In the exploratory RUBY-II study, in which treatment-naive patients infected with GT1a (n = 13) or GT4 (n = 4) without cirrhosis and with CKD4 or 5 received OBV/PTV/r ± DSV, the SVR12 rate was 100% (excluding 1 GT4-infected patient who withdrew from the study at week 2 for renal transplantation). The RBV-free regimen was well tolerated; no serious AEs were related to the study drugs. These results suggest that RBV may not be required in some GT1a and GT4 patients; however, larger trials are needed to confirm these results.

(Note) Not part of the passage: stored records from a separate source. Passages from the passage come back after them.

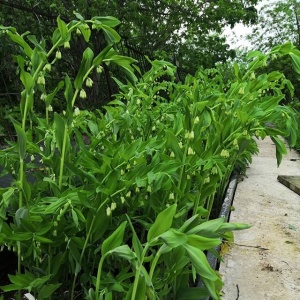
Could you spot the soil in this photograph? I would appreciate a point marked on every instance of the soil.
(264, 261)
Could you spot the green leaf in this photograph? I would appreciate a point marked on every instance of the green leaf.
(124, 252)
(63, 28)
(173, 238)
(21, 213)
(114, 240)
(232, 226)
(85, 30)
(192, 293)
(74, 217)
(84, 68)
(21, 141)
(15, 37)
(59, 127)
(295, 61)
(162, 223)
(141, 289)
(201, 242)
(207, 227)
(78, 16)
(137, 246)
(47, 290)
(112, 37)
(200, 263)
(108, 21)
(22, 236)
(99, 58)
(280, 148)
(201, 105)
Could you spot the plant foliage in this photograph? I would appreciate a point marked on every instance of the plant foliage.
(115, 203)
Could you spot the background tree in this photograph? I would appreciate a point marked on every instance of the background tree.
(183, 31)
(278, 23)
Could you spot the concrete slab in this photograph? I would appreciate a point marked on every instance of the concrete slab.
(292, 182)
(264, 261)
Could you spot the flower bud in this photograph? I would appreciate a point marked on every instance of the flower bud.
(191, 151)
(89, 82)
(191, 135)
(76, 111)
(108, 211)
(242, 91)
(47, 67)
(82, 94)
(41, 80)
(224, 153)
(58, 54)
(66, 45)
(113, 206)
(99, 69)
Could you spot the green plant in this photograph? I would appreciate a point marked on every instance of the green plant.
(122, 196)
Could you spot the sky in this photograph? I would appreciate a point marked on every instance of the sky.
(236, 37)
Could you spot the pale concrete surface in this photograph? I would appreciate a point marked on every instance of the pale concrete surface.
(264, 261)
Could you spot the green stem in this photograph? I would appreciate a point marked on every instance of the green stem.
(137, 273)
(62, 159)
(98, 280)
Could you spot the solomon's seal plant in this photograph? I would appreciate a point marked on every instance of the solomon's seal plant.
(117, 203)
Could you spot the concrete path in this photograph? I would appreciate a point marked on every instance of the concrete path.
(264, 261)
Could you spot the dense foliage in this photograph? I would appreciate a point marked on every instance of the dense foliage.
(115, 203)
(186, 28)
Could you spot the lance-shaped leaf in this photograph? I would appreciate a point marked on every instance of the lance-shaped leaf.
(85, 65)
(114, 240)
(162, 223)
(200, 263)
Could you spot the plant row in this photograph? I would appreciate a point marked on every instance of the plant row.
(116, 203)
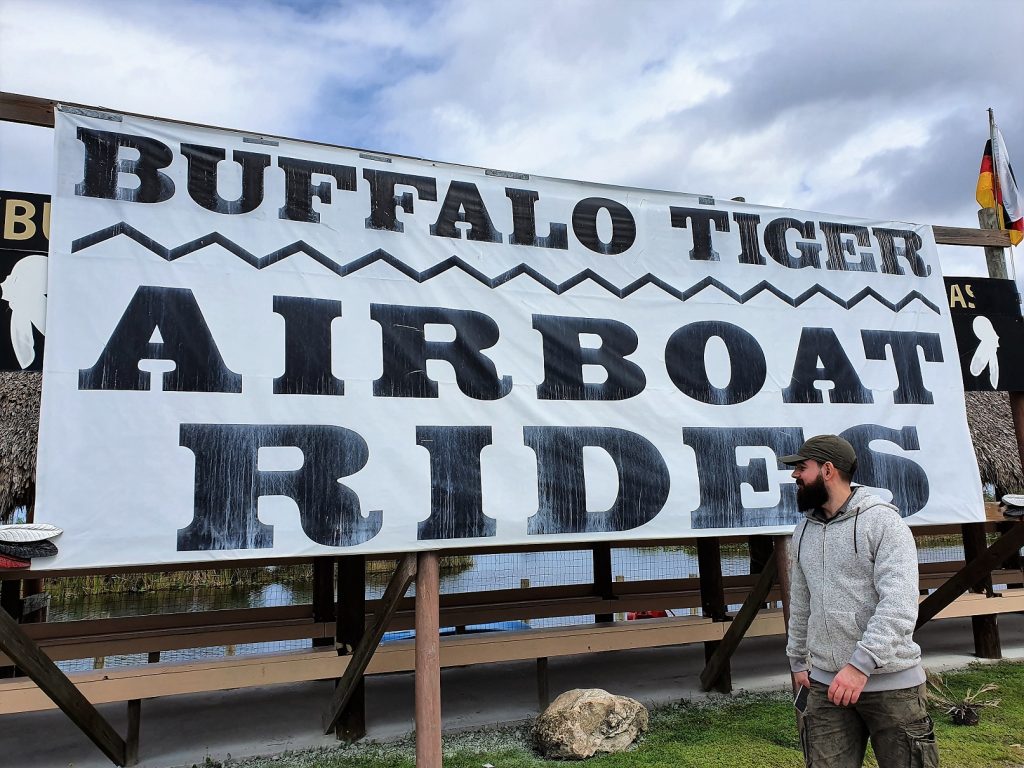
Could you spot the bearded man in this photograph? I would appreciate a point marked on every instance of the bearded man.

In conclusion, in this pooled analysis of 3567 GT1-infected patients with renal impairment across 11 phase 3 studies treated with OBV/PTV/r + DSV ± RBV for 12 or 24 weeks achieved high SVR rates independent of baseline renal function. Treatment was well tolerated across CKD groups, with low rates of renal-associated AEs and discontinuations. A gain in eGFR at the EOT was observed in patients with CKD2 or 3. Several baseline characteristics were associated with improved eGFR in a subset of 2663 patients who had urinalysis at baseline; however, the long-term benefit and durability of this improvement are yet to be determined. Patients treated with RBV were at higher risk of AEs; consequently, RBV doses should be reduced in and patients should be closely monitored for RBV-associated anemia during treatment with OBV/PTV/r + DSV + RBV.

Disclosure

DEB received research support from AbbVie, BMS, Gilead, Merck; Consultant/Speaker: AbbVie, BMS, Gilead, Merck. AT: Investigator and Speaker for AbbVie, Gilead, MSD, Janssen, BMS. PM: Investigator: AbbVie, Gilead, Merck; Consultant: AbbVie, Gilead, Merck. KVK: Grant/Research funding: AbbVie, Gilead, Merck; Consultant/Advisor: AbbVie, Gilead, Merck, Trio Health Advisory Group. MB: Board Member and Speaker for Gilead, BMS, MSD, AbbVie, GSK, Janssen. MSS: Research grants with fund paid to Johns Hopkins University: AbbVie, BMS, Gilead, Janssen, Merck; Scientific advisor: AbbVie, BMS, Cocrystal Pharma, Gilead, Janssen, Merck, Trek. PJP: Speaker/Consultant/Advisor: Gilead, AbbVie, Janssen, Bristol-Myers Squibb; Research support: Gilead, AbbVie, Janssen, Bristol-Myers Squibb, Merck, Conatus, Roche Molecular. BR, DW, DLS, and DEC are employees of AbbVie and may hold AbbVie stock or options. IMJ: Research support: AbbVie, Bristol-Myers Squibb, Gilead, Janssen, Merck; Consultant/Advisor: AbbVie, Bristol-Myers Squibb, Gilead, Intercept, Janssen, Merck, Trek; Speaker: AbbVie, Bristol-Myers Squibb, Gilead, Intercept.